Thorsten Frei, CDU, Wahlkreis Schwarzwald-Baar, hat mit Ja gestimmt. Seine Begründung: „Das 3. Bevölkerungsschutzgesetz sorgt dafür, dass die demokratische Legitimation der Schutzmaßnahmen in der Corona-Pandemie noch stärker wird.“ Das Parlament sieht Frei keinesfalls ausgebootet, es setze die Leitplanken für flexibles Regierungshandeln: „Wir geben den Ländern einen klaren Rahmen für die Schutzmaßnahmen vor und sorgen so für mehr Bundestagseinfluss und gleichzeitig für mehr Rechtssicherheit.“
Andreas Jung, CDU, Wahlkreis Konstanz, hat dem Gesetz zugestimmt. Dass dadurch die Rechte des Bundestags eingeschränkt würden, sieht er nicht so. Im Gegenteil: Der Bundestag habe erst die gesetzliche Grundlage dafür geschaffen, dass die Regierungen auf Bundes- und Landesebene reagieren könnten. Diese Schutzmaßnahmen habe man nun angesichts der Dauer und der Intensität der Schutzmaßnahmen präzisiert. „Die rechtlichen Handlungsmöglichkeiten der Regierung werden also gerade nicht ausgeweitet, sondern konkreter bestimmt.“
Marcel Klinge, FDP, Wahlkreis Schwarzwald-Baar, hat mit Nein gestimmt. Seine Begründung: „Ich finde diese Art der andauernden Hinterzimmerpolitik der Kanzlerin mit den Länderchefs bei der Coronabekämpfung problematisch.

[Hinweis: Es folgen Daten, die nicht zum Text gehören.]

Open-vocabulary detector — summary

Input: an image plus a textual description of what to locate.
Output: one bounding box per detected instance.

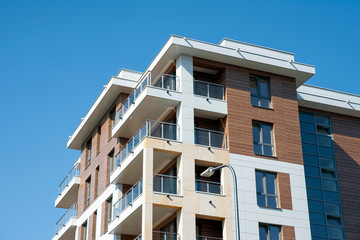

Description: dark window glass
[308,200,324,212]
[250,76,271,108]
[300,112,314,122]
[303,154,319,166]
[300,121,315,133]
[302,143,317,155]
[328,227,344,239]
[310,224,327,237]
[304,165,320,177]
[309,212,325,224]
[305,177,321,189]
[301,132,316,144]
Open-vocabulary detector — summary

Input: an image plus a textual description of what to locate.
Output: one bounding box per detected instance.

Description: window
[110,109,115,129]
[108,150,114,183]
[255,171,279,208]
[253,121,275,156]
[86,139,92,167]
[259,224,281,240]
[106,197,112,229]
[94,166,100,197]
[96,125,101,154]
[82,221,87,240]
[85,177,91,208]
[250,76,271,108]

Auch beim Infektionsschutzgesetz, das die große Koalition durch den Bundestag gepeitscht hat, fehlt mir angesichts der gravierenden Grundrechtseinschränkungen die öffentliche und fundierte Debatte. Reisebeschränkungen und pauschale Berufsverbote, die ganze Branchen lahmlegen, müssen in den Parlamenten von allen Seiten beleuchtet und diskutiert werden.“
Rita Schwarzelühr-Sutter, SPD, Wahlkreis Waldshut, stimmte mit Ja. Sie begründet dies damit, weil dadurch die Gesundheit der Bevölkerung in der Corona-Pandemie geschützt werde. „Für mich sind zentrale Bestandteile des neuen Gesetzes, dass allein der Bundestag darüber entscheidet, ob eine epidemische Lage vorliegt.“ Entsetzt habe sie der Vergleich mit dem Ermächtigungsgesetz des Nazi-Regimes von 1933 in vielen Zuschriften und Anrufen. „Er verhöhnt die Millionen von Menschenleben, die dem Nationalsozialismus zum Opfer gefallen sind.“
Benjamin Strasser, FDP, Wahlkreis Ravensburg, hat mit Nein gestimmt – nicht weil alles darin schlecht sei, sondern weil der Gesetzentwurf an wichtigen Stellen nicht klar genug regle, wann die Bundesregierung wie handeln dürfe. „Einen Blankoscheck für die Regierung wollen wir nicht ausstellen.“ Trotz dieser Kritik gehe der häufige Vergleich zum Ermächtigungsgesetz der Nazis aber viel zu weit. „Er ist geschichtsvergessen und gefährlich.“ Das Infektionsschutzgesetz sei keine Entmachtung des Parlaments.